Ne yazık ki küreselleşme ve kapitalizmle birlikte Müslüman kimliğindeki aşınma şehirlerimize de yansımıştır. Bir zamanlar hoşgörü, yardımlaşma, cömertlik, komşuluk gibi erdemlerle yoğrulan şehirli Müslüman kimliği artık israf, lüks, moda, bencillik, yabancılaşma gibi zafiyetlere düçar olmuştur. Ruhumuzdaki aşınma şehirlerimizi de esir almıştır. Hakikatin yerini imajın almasıyla birlikte tevazu ve işlevsellik üzerine kurulan İslam mimarisi yerini gösteriş ve kibrin sembolü olan yapılara bırakmıştır. Esasında İslam şehirlerindeki bu bozulma ve kimliksizlik, Müslümanların kaybettikleri medeniyet tasavvurunun ve aşınmış olan Müslüman kimliğinin acı bir göstergesi niteliğindedir.
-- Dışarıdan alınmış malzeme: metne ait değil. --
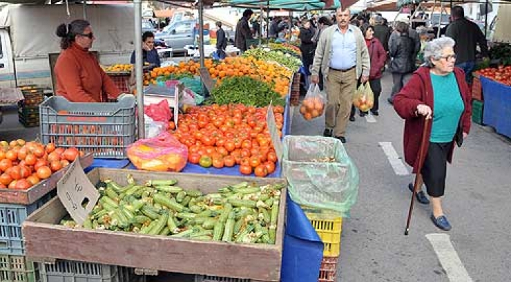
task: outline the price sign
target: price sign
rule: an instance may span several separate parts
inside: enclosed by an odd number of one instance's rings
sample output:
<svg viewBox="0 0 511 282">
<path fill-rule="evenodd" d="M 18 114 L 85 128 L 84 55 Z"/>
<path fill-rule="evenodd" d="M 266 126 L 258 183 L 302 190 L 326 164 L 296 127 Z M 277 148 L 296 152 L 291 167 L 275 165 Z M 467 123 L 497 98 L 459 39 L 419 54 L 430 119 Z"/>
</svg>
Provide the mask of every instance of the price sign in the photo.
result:
<svg viewBox="0 0 511 282">
<path fill-rule="evenodd" d="M 69 215 L 79 225 L 84 223 L 99 199 L 99 193 L 84 173 L 79 158 L 69 164 L 57 183 L 57 193 Z"/>
<path fill-rule="evenodd" d="M 275 115 L 273 115 L 273 107 L 271 106 L 271 104 L 268 106 L 268 111 L 266 114 L 266 123 L 268 124 L 268 131 L 270 131 L 271 142 L 273 144 L 275 153 L 277 154 L 278 162 L 282 163 L 283 154 L 282 143 L 280 141 L 280 137 L 278 135 L 277 124 L 275 122 Z"/>
<path fill-rule="evenodd" d="M 204 85 L 206 86 L 206 88 L 208 89 L 209 93 L 211 93 L 211 89 L 213 89 L 213 86 L 215 84 L 213 82 L 213 79 L 211 79 L 211 77 L 209 75 L 209 71 L 206 68 L 200 68 L 199 74 L 200 75 L 200 78 L 202 79 L 202 82 L 204 82 Z"/>
</svg>

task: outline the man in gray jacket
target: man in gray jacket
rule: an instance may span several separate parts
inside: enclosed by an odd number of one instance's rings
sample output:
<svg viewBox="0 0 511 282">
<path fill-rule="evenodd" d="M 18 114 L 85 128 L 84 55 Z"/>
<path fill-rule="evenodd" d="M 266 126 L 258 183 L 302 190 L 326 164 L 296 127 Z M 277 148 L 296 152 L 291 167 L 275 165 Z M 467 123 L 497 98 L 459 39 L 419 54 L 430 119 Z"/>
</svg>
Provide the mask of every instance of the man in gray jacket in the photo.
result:
<svg viewBox="0 0 511 282">
<path fill-rule="evenodd" d="M 346 126 L 351 109 L 357 80 L 369 79 L 371 64 L 360 30 L 349 24 L 349 9 L 336 12 L 337 24 L 321 33 L 312 64 L 312 83 L 319 82 L 320 70 L 325 76 L 327 107 L 323 135 L 346 142 Z"/>
</svg>

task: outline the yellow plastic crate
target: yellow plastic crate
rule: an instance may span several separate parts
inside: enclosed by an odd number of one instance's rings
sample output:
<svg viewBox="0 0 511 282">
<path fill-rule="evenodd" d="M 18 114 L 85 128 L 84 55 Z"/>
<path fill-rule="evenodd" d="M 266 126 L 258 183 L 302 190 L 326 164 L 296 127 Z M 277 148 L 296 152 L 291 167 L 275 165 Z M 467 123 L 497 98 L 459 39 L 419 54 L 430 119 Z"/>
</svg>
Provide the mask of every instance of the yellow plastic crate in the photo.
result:
<svg viewBox="0 0 511 282">
<path fill-rule="evenodd" d="M 340 232 L 343 218 L 325 216 L 321 212 L 305 210 L 305 215 L 325 245 L 323 256 L 338 256 L 340 254 Z"/>
</svg>

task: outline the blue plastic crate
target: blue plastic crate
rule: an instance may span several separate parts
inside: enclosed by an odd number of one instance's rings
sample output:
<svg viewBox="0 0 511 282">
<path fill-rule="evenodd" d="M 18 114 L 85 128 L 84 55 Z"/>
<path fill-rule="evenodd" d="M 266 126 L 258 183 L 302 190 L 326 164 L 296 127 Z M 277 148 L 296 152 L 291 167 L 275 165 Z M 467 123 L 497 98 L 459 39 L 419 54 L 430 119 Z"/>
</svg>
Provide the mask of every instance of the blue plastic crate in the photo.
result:
<svg viewBox="0 0 511 282">
<path fill-rule="evenodd" d="M 55 190 L 29 205 L 0 204 L 0 254 L 25 254 L 21 224 L 57 194 Z"/>
</svg>

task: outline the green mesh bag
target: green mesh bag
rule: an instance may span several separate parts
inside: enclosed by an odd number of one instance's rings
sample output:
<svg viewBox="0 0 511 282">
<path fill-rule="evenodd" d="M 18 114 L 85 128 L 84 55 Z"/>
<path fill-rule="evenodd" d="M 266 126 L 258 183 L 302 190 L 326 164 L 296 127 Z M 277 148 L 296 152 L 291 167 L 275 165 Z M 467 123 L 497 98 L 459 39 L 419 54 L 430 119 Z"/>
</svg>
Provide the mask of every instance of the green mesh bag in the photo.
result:
<svg viewBox="0 0 511 282">
<path fill-rule="evenodd" d="M 311 209 L 326 209 L 343 217 L 356 202 L 358 171 L 343 143 L 320 136 L 283 139 L 282 175 L 291 199 Z"/>
</svg>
Dünyaya medeniyeti Medine ile getiren bir dinin müntesipleri olarak yitirdiğimiz medeniyeti tekrardan kaybettiğimiz yerde aramalıyız. Şehirlerimizi imar etmeden önce, dinî kimliğimizin yapı taşlarını yeniden inşa etmeliyiz ki tarihte kurduğumuz şehirlere ve şehirlilik kültürüne tekrar sahip olalım. Unutmamak gerekir ki gerek Mekke (Ümmü’l Kura) gerekse Medine taşlarla değil vahyin aydınlığında inşa edilmiş şehirlerdir.